Communism may now be considered with something approaching whimsy, but for half a decade the ideology held Czechoslovakia in the grip of its palm. Prague was the capital of that young state, and it was in the Golden City that one of the most famous acts of the Cold War took place. This is an all too brief guide to the Prague Spring.

The Prague what now? The Prague Spring is the name given to a short period at the beginning of 1968, when it seemed as though Czechoslovakia was going to embark on its own path to a socialist utopia. Newly-installed premier Alexander Dubček promised ‘socialism with a human face’, and his planned reforms aimed to reduce censorship and secret police influence while increasing freedom of speech and encouraging people to travel.

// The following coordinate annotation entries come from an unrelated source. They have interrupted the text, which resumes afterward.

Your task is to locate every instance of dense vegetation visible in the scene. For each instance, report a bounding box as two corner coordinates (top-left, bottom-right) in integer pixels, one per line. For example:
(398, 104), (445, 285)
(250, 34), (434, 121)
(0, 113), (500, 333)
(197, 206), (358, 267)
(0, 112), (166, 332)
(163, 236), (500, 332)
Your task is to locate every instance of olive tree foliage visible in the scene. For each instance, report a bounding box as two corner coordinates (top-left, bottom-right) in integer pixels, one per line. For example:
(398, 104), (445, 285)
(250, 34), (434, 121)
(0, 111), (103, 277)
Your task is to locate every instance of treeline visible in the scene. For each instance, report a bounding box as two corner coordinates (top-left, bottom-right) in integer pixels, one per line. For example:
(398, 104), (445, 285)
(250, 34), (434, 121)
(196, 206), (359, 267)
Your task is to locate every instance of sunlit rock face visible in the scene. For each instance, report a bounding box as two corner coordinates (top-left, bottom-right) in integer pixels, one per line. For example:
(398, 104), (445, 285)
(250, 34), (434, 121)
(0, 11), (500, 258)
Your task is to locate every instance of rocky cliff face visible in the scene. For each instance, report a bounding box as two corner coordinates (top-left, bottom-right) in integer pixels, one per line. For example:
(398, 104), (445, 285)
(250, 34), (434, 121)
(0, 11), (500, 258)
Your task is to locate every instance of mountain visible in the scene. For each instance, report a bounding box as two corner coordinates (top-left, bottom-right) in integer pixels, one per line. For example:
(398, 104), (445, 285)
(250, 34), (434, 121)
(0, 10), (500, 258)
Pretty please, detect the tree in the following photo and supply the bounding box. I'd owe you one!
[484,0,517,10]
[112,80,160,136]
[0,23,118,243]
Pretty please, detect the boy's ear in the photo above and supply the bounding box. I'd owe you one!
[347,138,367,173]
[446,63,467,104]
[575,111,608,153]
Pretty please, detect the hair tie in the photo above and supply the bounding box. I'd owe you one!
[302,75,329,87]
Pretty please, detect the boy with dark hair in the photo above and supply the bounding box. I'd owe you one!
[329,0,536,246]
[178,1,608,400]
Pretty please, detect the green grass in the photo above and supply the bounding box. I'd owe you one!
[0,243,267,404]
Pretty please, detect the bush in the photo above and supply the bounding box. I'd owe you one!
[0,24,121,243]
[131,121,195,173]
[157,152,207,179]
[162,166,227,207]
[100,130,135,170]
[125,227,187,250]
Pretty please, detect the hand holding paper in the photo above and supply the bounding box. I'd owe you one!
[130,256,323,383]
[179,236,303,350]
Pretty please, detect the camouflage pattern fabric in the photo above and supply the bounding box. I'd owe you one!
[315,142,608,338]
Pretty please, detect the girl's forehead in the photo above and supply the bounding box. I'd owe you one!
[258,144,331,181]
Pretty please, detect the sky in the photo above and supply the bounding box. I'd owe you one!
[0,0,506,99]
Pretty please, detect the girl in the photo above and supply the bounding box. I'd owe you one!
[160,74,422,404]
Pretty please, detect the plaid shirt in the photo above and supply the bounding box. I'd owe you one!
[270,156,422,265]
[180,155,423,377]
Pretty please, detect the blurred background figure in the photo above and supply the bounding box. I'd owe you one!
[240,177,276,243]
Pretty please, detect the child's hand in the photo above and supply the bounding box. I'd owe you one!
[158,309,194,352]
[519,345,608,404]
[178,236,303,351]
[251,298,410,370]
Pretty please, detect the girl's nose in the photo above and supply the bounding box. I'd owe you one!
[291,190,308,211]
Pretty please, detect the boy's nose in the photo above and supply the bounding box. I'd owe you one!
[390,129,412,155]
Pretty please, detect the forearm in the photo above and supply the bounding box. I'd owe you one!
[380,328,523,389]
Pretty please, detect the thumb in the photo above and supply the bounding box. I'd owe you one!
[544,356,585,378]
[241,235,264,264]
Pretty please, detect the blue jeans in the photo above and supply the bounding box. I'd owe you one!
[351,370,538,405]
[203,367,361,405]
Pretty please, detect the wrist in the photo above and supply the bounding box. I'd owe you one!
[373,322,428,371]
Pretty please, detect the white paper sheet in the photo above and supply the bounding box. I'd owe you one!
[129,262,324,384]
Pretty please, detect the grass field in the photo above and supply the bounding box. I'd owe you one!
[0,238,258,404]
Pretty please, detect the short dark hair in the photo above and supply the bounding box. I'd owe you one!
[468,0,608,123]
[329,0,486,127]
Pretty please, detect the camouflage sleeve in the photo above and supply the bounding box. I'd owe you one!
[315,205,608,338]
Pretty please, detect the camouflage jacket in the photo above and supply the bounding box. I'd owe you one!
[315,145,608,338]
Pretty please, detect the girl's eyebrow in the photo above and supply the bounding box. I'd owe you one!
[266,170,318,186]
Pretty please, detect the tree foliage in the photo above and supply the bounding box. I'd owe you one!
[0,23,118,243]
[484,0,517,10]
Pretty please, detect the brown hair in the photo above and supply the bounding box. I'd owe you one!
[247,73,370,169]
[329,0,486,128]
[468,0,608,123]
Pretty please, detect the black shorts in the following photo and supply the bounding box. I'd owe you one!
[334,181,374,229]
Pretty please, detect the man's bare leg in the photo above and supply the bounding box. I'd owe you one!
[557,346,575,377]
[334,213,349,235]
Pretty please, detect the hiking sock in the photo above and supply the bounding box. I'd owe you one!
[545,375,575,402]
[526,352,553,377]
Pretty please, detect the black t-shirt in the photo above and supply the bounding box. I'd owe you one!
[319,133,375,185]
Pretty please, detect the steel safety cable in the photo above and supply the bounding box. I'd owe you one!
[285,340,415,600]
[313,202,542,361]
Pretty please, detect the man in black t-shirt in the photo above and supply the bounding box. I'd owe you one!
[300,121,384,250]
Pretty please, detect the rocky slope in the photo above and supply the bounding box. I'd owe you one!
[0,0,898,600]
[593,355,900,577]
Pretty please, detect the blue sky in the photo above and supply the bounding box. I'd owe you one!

Needless to say, the Soviet Union wasn’t all too thrilled with the plan. Negotiations didn’t go anywhere, so Brezhnev and company resorted to the most dramatic of plans. On August 20, 1968, more then 400,000 troops from Warsaw Pact nations invaded Czechoslovakia. Tanks rolled into Prague, and all reform and resistance was resolutely crushed.

Dubček was summoned to Moscow and replaced by a new generation of hardliners, and communism with an iron fist replaced the much desired socialism with a human face. Soviet-dominated leader stayed in power all the way until 1989, when the Velvet Revolution finally brought this period to an end.